Als erstes solltest du dir klar machen, das JavaScript NICHT Java ist 
Vielleicht kann dir hier trotzdem jemand helfen, aber allgemein wäre es vermutlich sinnvoller in einem JavaScript Forum zu fragen.

edit: Da war ich wohl mit meiner Antwort zu spät


----------



## Blueflashed (6. Dez 2016)

UPS, da bröselt sovieles auf mich ein, dass ich glatt schon solche Fehler einbringe 

Danke euch Beiden


----------



## Thallius (6. Dez 2016)

Tut mir leid wenn ich dich enttäuschen muss aber das was du da vorhast ist nun einmal nicht trivial. Und durch das zusammen kopieren von Tutorials ohne die Grundlagen von JS zu kennen und dazu gehört auch das man erstmal weiß wie man Webseiten debugged, wird dir das auch nicht gelingen.

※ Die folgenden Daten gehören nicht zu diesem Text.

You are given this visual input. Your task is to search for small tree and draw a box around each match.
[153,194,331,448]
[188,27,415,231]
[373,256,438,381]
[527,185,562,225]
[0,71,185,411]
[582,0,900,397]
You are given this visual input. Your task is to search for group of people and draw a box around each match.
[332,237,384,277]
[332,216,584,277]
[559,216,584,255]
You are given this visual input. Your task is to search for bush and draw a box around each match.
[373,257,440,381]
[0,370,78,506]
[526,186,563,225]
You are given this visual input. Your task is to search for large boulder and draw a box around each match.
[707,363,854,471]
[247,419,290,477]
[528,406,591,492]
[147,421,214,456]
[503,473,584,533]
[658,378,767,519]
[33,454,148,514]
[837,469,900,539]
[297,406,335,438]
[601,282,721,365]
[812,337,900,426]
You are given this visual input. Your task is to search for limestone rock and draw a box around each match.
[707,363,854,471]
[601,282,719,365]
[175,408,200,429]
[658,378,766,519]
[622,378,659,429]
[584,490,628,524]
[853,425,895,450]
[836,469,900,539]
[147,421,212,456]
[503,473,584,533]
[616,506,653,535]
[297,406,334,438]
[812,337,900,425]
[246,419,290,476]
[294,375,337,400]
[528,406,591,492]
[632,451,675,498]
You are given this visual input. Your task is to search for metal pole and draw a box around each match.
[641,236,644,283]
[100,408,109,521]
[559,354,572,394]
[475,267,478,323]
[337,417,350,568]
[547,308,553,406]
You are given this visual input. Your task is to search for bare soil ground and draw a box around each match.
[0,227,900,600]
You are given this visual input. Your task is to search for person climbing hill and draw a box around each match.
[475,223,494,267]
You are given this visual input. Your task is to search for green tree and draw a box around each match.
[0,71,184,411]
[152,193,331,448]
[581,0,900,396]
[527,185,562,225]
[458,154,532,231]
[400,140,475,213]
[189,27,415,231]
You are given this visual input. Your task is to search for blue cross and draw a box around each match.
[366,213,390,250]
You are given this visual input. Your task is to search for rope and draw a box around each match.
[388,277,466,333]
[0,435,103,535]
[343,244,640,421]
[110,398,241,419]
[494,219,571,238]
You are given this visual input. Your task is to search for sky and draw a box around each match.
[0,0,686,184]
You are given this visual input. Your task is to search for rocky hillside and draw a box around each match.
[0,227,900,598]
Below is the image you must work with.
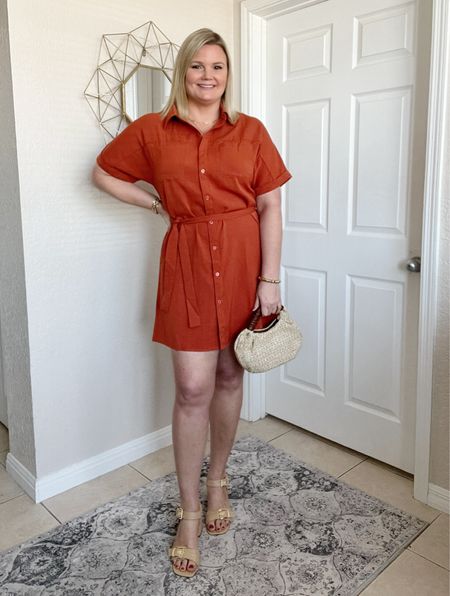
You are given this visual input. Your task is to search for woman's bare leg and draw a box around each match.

Du solltest dir also erstmal ein Buch über HTML und JS besorgen und von ganz vorne anfangen und erst einmal kleine Projekte machen. Aber dafür braucht es viel Zeit....

Claus


----------



## thecain (6. Dez 2016)

Die Fehlermeldung wäre noch interessant, der Code an sich, sieht ja nicht so kompliziert aus, wenn das Model auch wirklich mit ThreeJS kompatibel ist.


----------



## Blueflashed (7. Dez 2016)

Eben @thecain, es gibt diverse tutorials, alle unterschiedlich aber überwiegend mit three.js. Das Model wurde aus Blender ins .json Format exportiert.
Die Fehler die ich erhalte sind ein weißen Browserfenster und folgende Meldungen in der Konsole

ReferenceError: THREE is not defined[Weitere Informationen]  TrackballControls.js:8:1
   <anonym> file:///C:/Users/Maurizio/Desktop/Neuer%20Ordner/js/TrackballControls.js:8:1
SyntaxError: import declarations may only appear at top level of a module  JSONLoader.js:1
SyntaxError: expected expression, got keyword 'var'[Weitere Informationen]  index.html:13:2
ReferenceError: onLoad is not defined[Weitere Informationen]  index.html:1:1
   onload

Hier noch der Link zum Tut, aus dem ich diesen Script habe (die anderen Tuts waren wie gesagt teilweise anders, teilweise ähnlich aufgebaut aber mit three.js)
http://www.semayjohnston.com/example.html#


----------



## thecain (7. Dez 2016)

Blueflashed hat gesagt.:


> function initScene()


Da fehlt auf jeden Fall eine öffnende klammer (Auch im Tutorial Code)


----------